Anche in letteratura, l'analisi del denaro come forma sociale ha portato alla luce come il rischio sia connesso all'elemento fiduciario. Per Luhmann il denaro è un G.o.D. (Generator of Diversity), cioè un medium generalizzato di interscambio che, non condizionando il proprio uso a niente, rende ogni azione possibile per chi lo possiede (Martignani, 2009). Ed è da questa potenzialità del denaro che prende vita la questione tra libertà sostanziale (libertà di) e libertà formale (libertà da) sollevata dal sociologo inglese Geoffrey Ingham. In questo senso, il denaro porta su di sé il peso della sfida tipica della modernità, in cui i soggetti esperiscono quotidianamente le contraddizioni relazionali insite nel passaggio da forme di fiducia personali, ad forme di fiducia impersonali. Ed abbiamo già visto come il concetto di denaro sciolto da ogni vincolo che

contraddistingue il RdE rappresenti un artificio che fa emergere con forza queste contraddizioni morali. Il rischio, la fiducia, la libertà ed il controllo divengono così gli elementi fondamentali che caratterizzano il rapporto redistributivo mediato dal denaro. Dunque, questi elementi sono essenziali anche per comprendere il modo con cui l'esigenza della reciprocità si manifesta all'interno di un dato ordine morale.
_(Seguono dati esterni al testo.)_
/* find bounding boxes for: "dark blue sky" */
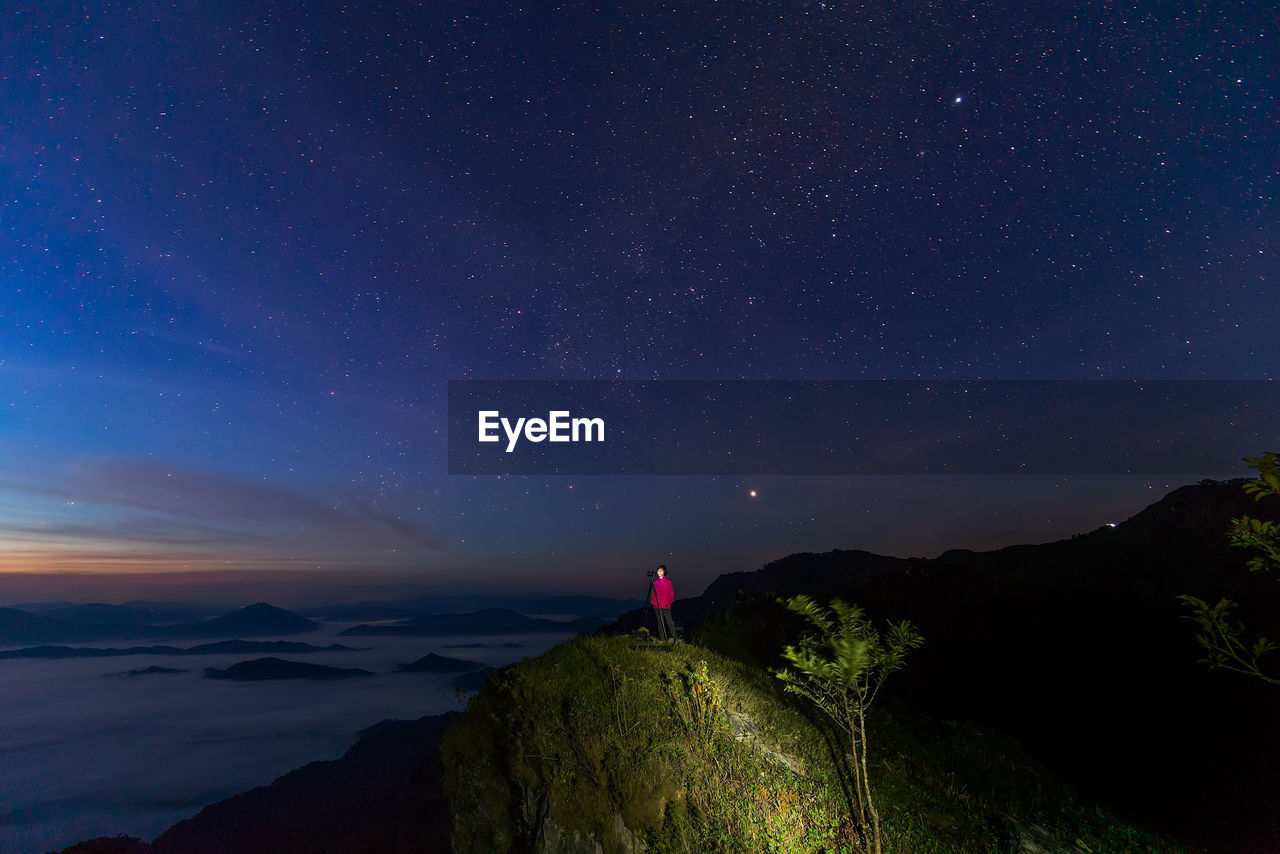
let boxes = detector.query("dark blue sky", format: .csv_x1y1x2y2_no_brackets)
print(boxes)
0,0,1280,603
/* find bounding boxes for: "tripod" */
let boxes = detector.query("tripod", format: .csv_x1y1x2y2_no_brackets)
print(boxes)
640,572,658,638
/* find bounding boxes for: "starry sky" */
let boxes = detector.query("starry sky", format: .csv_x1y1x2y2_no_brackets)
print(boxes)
0,0,1280,604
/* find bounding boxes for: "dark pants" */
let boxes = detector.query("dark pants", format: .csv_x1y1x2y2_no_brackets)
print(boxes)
654,608,676,640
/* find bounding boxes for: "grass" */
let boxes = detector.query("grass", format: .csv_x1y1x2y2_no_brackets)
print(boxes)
442,635,1183,854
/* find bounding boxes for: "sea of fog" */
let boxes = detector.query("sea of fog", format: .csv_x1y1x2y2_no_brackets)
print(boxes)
0,624,581,854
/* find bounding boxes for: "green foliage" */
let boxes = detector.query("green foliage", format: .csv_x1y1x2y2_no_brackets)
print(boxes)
1178,453,1280,685
440,636,1176,854
776,595,924,854
663,661,724,745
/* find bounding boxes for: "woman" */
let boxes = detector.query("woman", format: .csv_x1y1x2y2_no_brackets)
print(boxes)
649,565,676,640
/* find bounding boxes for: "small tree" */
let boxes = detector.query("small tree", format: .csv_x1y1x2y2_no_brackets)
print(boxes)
1178,453,1280,685
774,595,924,854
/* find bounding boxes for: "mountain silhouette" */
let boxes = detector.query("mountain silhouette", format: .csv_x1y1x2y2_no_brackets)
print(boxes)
169,602,320,638
205,657,372,682
339,608,604,636
670,481,1280,851
401,653,484,673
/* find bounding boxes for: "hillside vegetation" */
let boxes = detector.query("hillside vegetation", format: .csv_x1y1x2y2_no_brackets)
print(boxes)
442,636,1184,854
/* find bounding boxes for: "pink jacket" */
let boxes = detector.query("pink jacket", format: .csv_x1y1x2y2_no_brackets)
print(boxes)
649,577,676,608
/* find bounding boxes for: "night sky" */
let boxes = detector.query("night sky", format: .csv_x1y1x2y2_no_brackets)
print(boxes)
0,0,1280,606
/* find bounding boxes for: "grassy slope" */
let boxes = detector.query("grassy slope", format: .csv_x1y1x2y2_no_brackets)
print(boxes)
442,636,1183,854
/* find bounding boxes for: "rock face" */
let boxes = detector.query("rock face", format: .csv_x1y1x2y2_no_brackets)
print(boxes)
524,789,649,854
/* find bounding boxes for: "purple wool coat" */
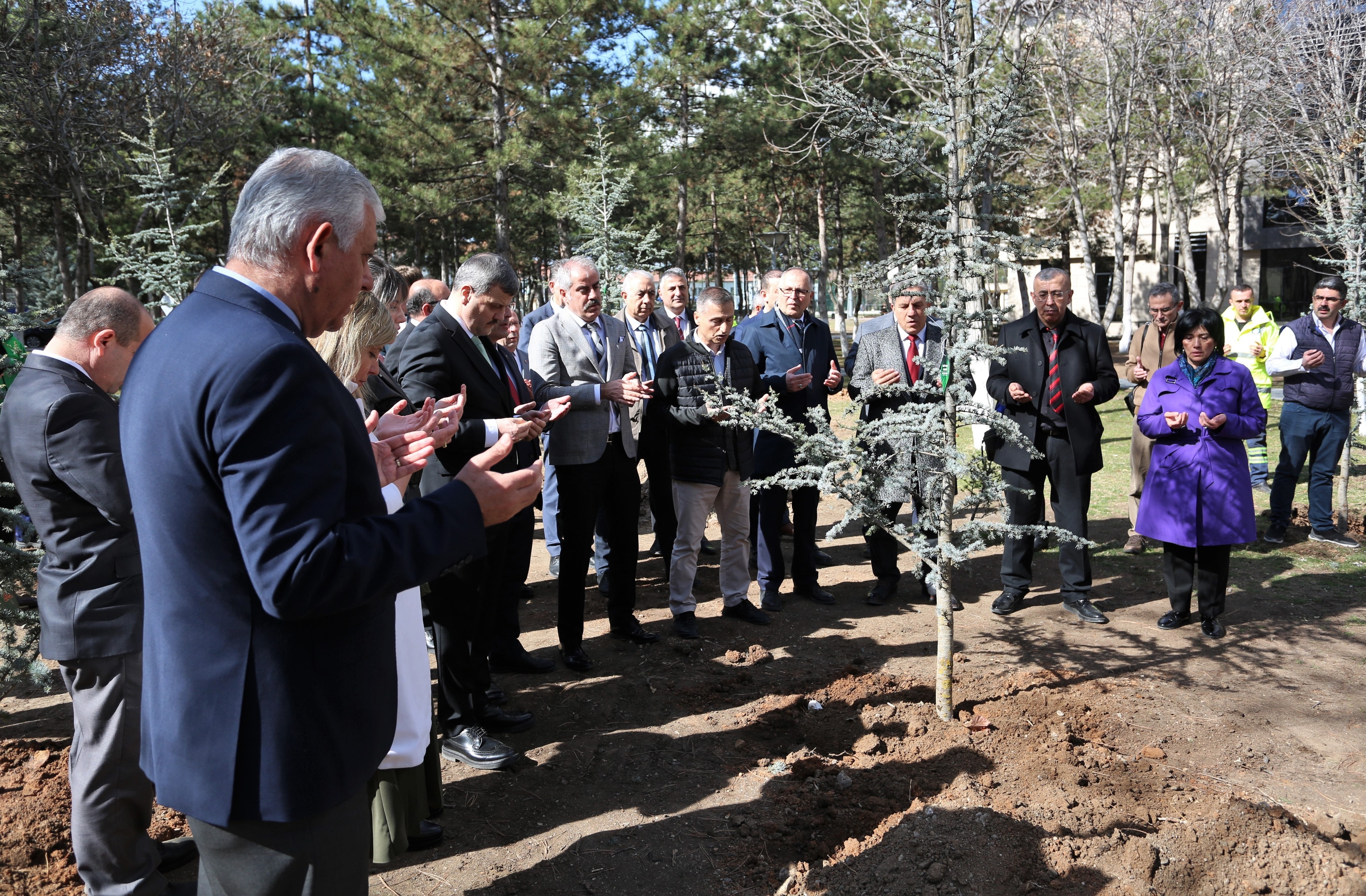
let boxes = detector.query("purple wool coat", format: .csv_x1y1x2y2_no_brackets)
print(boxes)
1134,358,1266,548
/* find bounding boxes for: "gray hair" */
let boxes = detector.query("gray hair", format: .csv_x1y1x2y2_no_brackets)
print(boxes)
697,287,735,313
403,287,436,317
552,255,601,291
228,147,384,269
451,253,522,295
56,287,147,347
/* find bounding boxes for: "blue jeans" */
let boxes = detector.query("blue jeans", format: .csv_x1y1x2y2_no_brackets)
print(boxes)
1272,401,1351,531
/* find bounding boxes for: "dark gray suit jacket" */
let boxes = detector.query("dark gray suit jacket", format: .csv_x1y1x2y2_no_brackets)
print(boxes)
0,355,142,660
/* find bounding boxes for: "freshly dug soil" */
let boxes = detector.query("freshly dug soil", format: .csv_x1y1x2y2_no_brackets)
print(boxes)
0,738,190,896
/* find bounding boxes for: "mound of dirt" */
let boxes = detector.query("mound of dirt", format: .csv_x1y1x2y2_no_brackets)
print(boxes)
0,739,190,896
710,673,1366,896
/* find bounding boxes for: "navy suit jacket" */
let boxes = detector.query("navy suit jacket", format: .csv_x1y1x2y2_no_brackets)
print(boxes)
516,302,560,355
739,310,841,478
0,355,142,660
120,272,485,825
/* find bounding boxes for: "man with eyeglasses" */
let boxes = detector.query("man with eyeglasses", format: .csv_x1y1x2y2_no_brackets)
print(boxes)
986,268,1119,623
739,268,844,612
1124,283,1184,553
1262,276,1366,548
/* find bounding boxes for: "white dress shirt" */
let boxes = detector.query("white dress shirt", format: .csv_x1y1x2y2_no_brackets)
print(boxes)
1266,314,1366,377
893,324,929,385
556,305,622,436
441,309,503,448
213,265,303,332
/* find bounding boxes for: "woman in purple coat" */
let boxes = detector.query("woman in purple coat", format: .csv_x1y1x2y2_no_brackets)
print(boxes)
1134,307,1266,638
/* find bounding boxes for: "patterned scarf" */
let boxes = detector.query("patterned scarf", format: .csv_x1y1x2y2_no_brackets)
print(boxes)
1176,351,1220,387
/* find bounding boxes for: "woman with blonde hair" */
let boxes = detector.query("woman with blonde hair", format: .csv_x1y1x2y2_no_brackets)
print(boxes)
309,292,464,863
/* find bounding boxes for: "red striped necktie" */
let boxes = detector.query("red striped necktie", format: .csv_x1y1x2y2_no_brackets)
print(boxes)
1044,326,1063,416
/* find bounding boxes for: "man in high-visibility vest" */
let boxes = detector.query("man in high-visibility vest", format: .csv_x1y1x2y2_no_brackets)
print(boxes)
1224,283,1280,495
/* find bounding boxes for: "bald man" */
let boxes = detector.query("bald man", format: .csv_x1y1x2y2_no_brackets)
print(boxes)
0,287,195,896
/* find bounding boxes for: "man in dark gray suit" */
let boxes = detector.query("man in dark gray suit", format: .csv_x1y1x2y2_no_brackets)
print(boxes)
531,255,660,672
0,287,195,896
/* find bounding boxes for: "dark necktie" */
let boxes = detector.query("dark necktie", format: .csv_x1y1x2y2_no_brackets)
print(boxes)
1044,326,1063,416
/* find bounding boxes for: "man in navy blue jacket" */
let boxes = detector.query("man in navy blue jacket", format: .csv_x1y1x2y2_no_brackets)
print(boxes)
119,149,540,896
739,268,843,611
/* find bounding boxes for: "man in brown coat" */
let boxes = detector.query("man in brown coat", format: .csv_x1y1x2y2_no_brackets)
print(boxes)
1124,283,1183,553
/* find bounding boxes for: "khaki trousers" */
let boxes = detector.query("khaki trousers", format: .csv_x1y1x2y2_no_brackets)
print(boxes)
1128,416,1153,536
669,470,750,616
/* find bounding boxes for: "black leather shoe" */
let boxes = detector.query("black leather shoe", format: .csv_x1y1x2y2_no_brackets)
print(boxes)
441,725,522,770
992,591,1024,616
721,601,769,626
794,586,835,604
479,706,536,735
1157,609,1191,631
156,837,199,874
674,611,697,639
408,820,445,852
1063,598,1109,623
489,650,554,675
608,623,660,645
863,579,897,606
560,647,593,672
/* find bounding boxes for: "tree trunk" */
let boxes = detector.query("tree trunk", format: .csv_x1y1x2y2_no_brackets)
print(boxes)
674,82,689,270
52,198,76,305
489,0,512,261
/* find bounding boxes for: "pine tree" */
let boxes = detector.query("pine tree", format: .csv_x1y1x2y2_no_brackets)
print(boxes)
0,313,50,698
721,0,1071,720
556,123,663,299
104,109,228,306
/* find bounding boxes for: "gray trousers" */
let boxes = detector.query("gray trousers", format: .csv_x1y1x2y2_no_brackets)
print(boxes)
190,787,370,896
59,650,167,896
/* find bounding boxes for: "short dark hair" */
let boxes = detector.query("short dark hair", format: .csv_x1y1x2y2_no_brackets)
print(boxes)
1147,280,1182,305
56,287,147,347
404,287,436,317
697,287,735,311
1310,273,1347,299
1176,305,1224,355
370,258,408,307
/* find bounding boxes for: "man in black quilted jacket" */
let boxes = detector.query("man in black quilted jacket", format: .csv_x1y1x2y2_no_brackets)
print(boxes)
654,287,769,638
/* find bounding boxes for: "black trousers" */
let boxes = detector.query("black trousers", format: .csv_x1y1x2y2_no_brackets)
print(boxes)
428,523,510,736
190,787,370,896
1162,541,1234,619
489,507,536,660
1001,433,1091,601
556,434,641,650
758,485,821,594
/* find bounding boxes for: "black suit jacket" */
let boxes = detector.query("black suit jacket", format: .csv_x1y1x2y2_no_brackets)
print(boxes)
986,311,1119,474
399,306,519,495
380,321,418,377
0,355,142,660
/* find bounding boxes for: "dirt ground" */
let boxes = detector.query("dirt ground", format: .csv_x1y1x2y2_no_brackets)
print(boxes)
0,401,1366,896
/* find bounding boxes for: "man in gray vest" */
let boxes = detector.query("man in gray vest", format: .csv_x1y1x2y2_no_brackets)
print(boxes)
1262,276,1366,548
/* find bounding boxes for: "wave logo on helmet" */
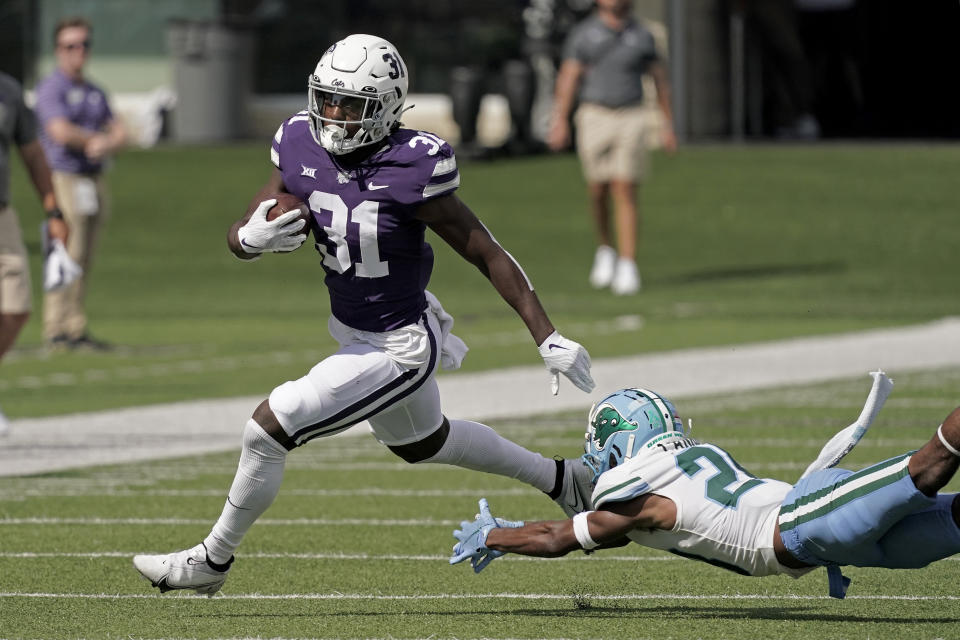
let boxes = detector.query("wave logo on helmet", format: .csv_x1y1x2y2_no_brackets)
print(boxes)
581,389,683,482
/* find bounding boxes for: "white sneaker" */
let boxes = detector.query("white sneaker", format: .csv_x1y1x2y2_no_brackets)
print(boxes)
554,459,593,518
133,542,233,598
590,244,617,289
610,258,640,296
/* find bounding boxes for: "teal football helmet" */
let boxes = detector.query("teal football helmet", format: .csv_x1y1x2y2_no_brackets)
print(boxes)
582,389,683,484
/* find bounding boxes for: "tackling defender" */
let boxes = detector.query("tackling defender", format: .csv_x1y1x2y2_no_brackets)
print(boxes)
133,34,594,595
450,382,960,598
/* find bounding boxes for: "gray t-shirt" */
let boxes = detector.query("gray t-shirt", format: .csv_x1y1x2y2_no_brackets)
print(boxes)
0,72,37,206
563,14,659,108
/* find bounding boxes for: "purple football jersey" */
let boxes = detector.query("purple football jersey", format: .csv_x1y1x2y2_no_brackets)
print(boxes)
270,111,460,331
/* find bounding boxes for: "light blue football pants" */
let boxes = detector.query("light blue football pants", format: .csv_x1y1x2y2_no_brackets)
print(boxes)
779,454,960,569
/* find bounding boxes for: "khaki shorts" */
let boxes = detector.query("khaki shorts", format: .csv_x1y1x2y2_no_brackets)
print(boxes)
574,103,647,182
0,207,31,313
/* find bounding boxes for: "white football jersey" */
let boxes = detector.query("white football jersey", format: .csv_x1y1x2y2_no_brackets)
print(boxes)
593,434,806,576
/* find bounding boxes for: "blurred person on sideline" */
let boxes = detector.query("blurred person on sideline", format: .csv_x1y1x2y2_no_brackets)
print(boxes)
36,17,127,350
547,0,677,295
0,73,68,435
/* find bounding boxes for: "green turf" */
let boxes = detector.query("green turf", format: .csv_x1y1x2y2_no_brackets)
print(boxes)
0,143,960,417
0,369,960,640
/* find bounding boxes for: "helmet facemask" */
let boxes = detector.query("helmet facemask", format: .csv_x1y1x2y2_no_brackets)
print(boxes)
308,76,395,155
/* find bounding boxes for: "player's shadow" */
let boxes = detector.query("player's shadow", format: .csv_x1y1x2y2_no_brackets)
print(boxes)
659,260,847,284
512,605,960,625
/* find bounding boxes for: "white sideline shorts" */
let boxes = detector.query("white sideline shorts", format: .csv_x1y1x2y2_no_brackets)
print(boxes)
269,309,443,446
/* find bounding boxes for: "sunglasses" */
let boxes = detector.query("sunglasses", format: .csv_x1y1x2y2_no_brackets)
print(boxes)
57,40,93,51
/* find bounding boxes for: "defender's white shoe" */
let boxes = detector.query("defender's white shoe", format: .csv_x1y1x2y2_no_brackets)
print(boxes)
133,542,233,598
590,244,617,289
610,258,640,296
554,458,593,518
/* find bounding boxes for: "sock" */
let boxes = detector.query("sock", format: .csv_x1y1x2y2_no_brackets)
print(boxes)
203,419,287,564
424,420,557,492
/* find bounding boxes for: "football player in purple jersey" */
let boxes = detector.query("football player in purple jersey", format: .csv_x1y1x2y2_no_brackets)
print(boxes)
133,34,594,595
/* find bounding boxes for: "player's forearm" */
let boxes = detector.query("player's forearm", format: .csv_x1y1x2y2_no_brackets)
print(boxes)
486,520,580,558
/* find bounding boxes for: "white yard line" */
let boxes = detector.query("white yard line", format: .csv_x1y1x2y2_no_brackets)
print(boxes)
0,318,960,476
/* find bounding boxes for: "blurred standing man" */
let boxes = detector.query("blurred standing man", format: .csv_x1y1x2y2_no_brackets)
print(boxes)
0,73,67,435
547,0,677,295
37,17,127,350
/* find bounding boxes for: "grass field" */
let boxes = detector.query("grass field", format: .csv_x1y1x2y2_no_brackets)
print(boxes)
0,144,960,640
0,369,960,640
0,144,960,418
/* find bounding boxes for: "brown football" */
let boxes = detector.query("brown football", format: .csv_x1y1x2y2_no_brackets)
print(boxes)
267,193,312,233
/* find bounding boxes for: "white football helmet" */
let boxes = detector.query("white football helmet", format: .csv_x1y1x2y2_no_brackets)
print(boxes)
307,33,407,155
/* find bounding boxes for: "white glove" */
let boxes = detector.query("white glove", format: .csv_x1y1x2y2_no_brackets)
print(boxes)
42,228,83,291
540,331,597,395
237,198,307,253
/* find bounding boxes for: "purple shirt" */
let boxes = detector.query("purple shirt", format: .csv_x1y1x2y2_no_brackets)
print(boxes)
270,111,460,331
35,69,113,173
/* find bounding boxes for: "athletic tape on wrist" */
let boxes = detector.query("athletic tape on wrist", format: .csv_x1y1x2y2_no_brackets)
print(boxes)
573,511,600,551
937,425,960,458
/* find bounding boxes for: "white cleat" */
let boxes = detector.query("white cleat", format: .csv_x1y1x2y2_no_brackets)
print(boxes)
554,458,593,518
590,244,617,289
133,542,233,598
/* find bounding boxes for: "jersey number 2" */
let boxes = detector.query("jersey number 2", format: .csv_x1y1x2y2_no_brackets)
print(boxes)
309,191,390,278
676,447,763,509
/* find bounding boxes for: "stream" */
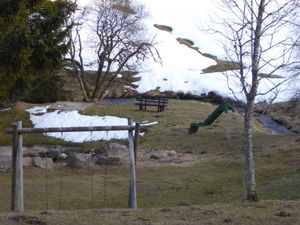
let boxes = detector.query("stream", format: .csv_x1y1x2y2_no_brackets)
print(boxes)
256,114,296,135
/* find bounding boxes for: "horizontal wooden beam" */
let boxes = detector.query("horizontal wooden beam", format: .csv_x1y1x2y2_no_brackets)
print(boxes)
5,123,157,134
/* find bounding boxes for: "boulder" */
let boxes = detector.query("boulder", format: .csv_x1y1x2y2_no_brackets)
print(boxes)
149,149,176,160
93,143,128,165
39,149,60,161
33,156,54,169
67,152,93,168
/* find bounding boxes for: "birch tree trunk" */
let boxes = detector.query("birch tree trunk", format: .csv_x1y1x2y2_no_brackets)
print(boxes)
243,100,258,201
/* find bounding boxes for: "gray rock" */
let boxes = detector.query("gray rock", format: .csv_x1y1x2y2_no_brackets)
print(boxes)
23,157,33,167
93,143,129,165
149,149,176,160
67,152,93,168
33,157,54,169
96,157,122,165
39,149,60,161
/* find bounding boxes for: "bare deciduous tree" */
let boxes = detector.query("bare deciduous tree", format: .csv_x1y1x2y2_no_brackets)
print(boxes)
69,0,159,101
212,0,299,201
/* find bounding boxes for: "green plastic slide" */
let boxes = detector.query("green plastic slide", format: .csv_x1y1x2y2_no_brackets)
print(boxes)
189,102,234,134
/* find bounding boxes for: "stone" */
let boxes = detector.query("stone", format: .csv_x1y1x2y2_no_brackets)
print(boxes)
96,157,122,165
33,156,54,169
276,210,291,217
93,142,129,165
39,149,60,161
67,152,93,168
150,149,176,160
23,157,33,167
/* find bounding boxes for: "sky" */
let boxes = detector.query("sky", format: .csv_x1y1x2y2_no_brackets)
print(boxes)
74,0,300,101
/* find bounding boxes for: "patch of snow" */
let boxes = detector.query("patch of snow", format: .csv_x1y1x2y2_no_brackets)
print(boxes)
26,105,149,143
78,0,299,102
0,107,11,112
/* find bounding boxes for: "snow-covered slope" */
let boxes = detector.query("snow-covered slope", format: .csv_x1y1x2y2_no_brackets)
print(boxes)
79,0,296,101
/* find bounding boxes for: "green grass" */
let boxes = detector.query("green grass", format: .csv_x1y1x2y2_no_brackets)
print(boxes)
0,100,300,225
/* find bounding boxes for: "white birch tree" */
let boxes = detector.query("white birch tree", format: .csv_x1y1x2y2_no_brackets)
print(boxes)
211,0,299,201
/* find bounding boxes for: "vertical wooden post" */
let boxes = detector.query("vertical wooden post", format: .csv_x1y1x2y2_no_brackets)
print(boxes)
134,122,140,166
16,121,24,212
128,119,137,209
10,123,18,211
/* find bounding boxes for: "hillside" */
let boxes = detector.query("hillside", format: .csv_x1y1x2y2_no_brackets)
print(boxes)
0,100,300,225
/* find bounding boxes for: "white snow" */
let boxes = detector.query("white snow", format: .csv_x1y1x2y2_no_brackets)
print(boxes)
27,106,142,143
78,0,300,101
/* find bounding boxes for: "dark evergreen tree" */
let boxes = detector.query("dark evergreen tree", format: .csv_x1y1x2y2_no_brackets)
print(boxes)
0,0,76,102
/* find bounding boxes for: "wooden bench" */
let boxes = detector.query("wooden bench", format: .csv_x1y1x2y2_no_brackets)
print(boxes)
135,95,168,112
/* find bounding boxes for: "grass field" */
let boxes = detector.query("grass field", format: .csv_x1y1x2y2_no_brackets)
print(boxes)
0,100,300,225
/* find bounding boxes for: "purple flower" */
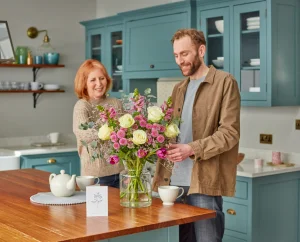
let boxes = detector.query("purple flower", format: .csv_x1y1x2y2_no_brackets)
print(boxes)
140,119,147,127
156,148,167,159
119,138,128,146
151,129,158,137
156,134,165,143
117,129,125,139
109,155,119,165
108,107,117,118
110,133,118,142
114,142,120,150
137,149,147,158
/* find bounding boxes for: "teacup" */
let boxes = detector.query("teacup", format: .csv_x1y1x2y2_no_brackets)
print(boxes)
76,176,100,191
158,186,184,205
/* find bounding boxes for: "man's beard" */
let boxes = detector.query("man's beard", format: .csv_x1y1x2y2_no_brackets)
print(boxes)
179,53,202,76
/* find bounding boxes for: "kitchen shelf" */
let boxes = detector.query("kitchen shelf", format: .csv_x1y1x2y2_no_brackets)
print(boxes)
0,64,65,108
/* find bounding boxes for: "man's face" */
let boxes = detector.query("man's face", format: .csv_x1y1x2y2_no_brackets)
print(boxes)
173,36,202,76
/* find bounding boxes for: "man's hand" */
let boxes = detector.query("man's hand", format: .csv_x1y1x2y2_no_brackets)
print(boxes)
167,144,194,162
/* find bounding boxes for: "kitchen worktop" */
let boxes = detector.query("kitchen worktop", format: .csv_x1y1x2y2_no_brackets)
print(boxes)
237,159,300,178
0,169,216,242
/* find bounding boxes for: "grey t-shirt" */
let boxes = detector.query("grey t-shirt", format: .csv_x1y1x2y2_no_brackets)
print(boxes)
171,76,205,186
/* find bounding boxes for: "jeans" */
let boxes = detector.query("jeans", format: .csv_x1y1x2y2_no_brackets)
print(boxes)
178,187,225,242
99,174,120,188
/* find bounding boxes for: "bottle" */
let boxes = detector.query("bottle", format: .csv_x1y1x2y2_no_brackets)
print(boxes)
27,51,33,65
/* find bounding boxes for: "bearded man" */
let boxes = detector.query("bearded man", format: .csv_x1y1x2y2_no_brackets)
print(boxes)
153,29,240,242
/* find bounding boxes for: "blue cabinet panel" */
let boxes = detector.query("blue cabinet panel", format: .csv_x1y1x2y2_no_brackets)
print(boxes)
20,151,80,176
125,13,188,71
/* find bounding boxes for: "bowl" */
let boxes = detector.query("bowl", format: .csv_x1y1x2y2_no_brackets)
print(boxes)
215,20,224,34
44,84,59,91
44,52,59,65
212,60,224,67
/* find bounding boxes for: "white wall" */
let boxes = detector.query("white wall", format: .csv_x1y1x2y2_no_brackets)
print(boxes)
97,0,183,18
0,0,96,138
La libertà potenziale che il denaro del RdE porta con sé comporta un elevato tasso di fiducia impersonale che in alcuni dei nostri soggetti ha costituito un rischio molto grande per l'esigenza di reciprocità che contraddistingueva il loro modo di percepire il mondo comune della redistribuzione. Questo rischio si è perciò esplicitato in giustificazioni che esprimevano un bisogno di sicurezza e rassicurazione sugli esiti del rapporto redistributivo in presenza di RdE. L'insicurezza che un denaro ab-solutus porta con sé, come è quello del RdE, colpisce i soggetti direttamente al cuore del rapporto tra la dimensione simbolica e quella materiale delle reciprocità. Il precario equilibrio tra il senso che l'uomo attribuisce al lavoro che deve svolgere nella perpetua lotta contro la necessità e la legittimazione dell'ordine sociale su cui poggia l'organizzazione che si è dato per svolgerlo entra in crisi. Ad un livello talmente impersonale come quello che contraddistingue i rapporti redistributivi odierni, la sola possibilità che i bisogni primari legati alla sopravvivenza possano essere soddisfatti senza la garanzia esplicita di una forma di reciprocità ha gettato alcuni attori in uno stato di insicurezza tale da rende anche solo l'idea di un RdE inimmaginabile e profondamente ingiusta.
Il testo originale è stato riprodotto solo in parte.